Support and develop the workforce – ensure that the health sector workforce reflects the community it serves; adequately compensate, train and support health sector workers; and develop the health sector workforce of the future.

Ensure sustainability, accountability and oversight – Changing systems is challenging. With sustainable plans, clear oversight and the ability to hold stakeholders accountable, that change is possible.

Key crosscutting themes

In addition to key issues that fall within the Health in Rhode Island priorities, such as the ongoing crisis of child and adolescent behavioral health, during the committee and subcommittee meetings throughout 2021 and early 2022, we identified overarching priorities to target for specific attention and advocacy. These crosscutting themes touch several, if not all, of the Health in Rhode Island plan’s priorities. One key example of this was Workforce Development, Sustainability, and Diversity.

In order to achieve the priorities of the Health in Rhode Island plan, Rhode Island needs a sufficient and stable healthcare workforce. Workforce challenges and shortages across all care settings, though particularly long-term care, were laid bare over the last year – revealed and accelerated by the impacts of the ongoing COVID-19 pandemic. Providing appropriate care in the appropriate settings for all of Rhode Island’s diverse residents requires additional investment in workforce and workforce infrastructure. This includes foundational work of creating workforce-related data systems to better understand gaps in the current workforce, increasing workforce diversity, addressing barriers to entry and advancement in the workforce, and improving workforce retention. There is a clear connection between a sufficient and stable healthcare workforce and a sufficient and stable health system. The committee will continue to identify where it can help influence and make impact around this vital issue.

Our continuing commitment

Beginning in 2022, a Policy subcommittee will also be formed. The genesis of this subcommittee is the need to be able to respond to some of the timely and crosscutting issues that have arisen through the committee and subcommittee's work. The goal is for the subcommittee to identify and recommend where the full committee might influence legislative, regulatory, statutory, and policy-making opportunities, while recognizing that on many issues, there will not be sufficient alignment among members.

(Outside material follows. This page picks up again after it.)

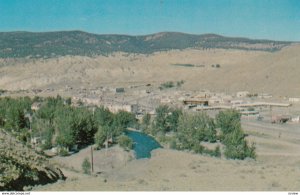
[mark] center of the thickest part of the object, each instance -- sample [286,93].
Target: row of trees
[56,122]
[189,131]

We will continue to work with a broad range of stakeholders committed to advancing and sustaining the specific priorities and strategies identified in the Health in Rhode Island vision. Our collective goal of achieving these priorities is driven by an understanding that healthcare is just one part of keeping people healthy and that solutions must address the systemic issues in our health system and general state infrastructure. By maintaining the data dashboard, we will ensure that data remains at the center of the implementation, sustainability, and accountability of the Health in Rhode Island vision, and that we remain committed to tracking disparities and ensuring equity is centered in all of our work.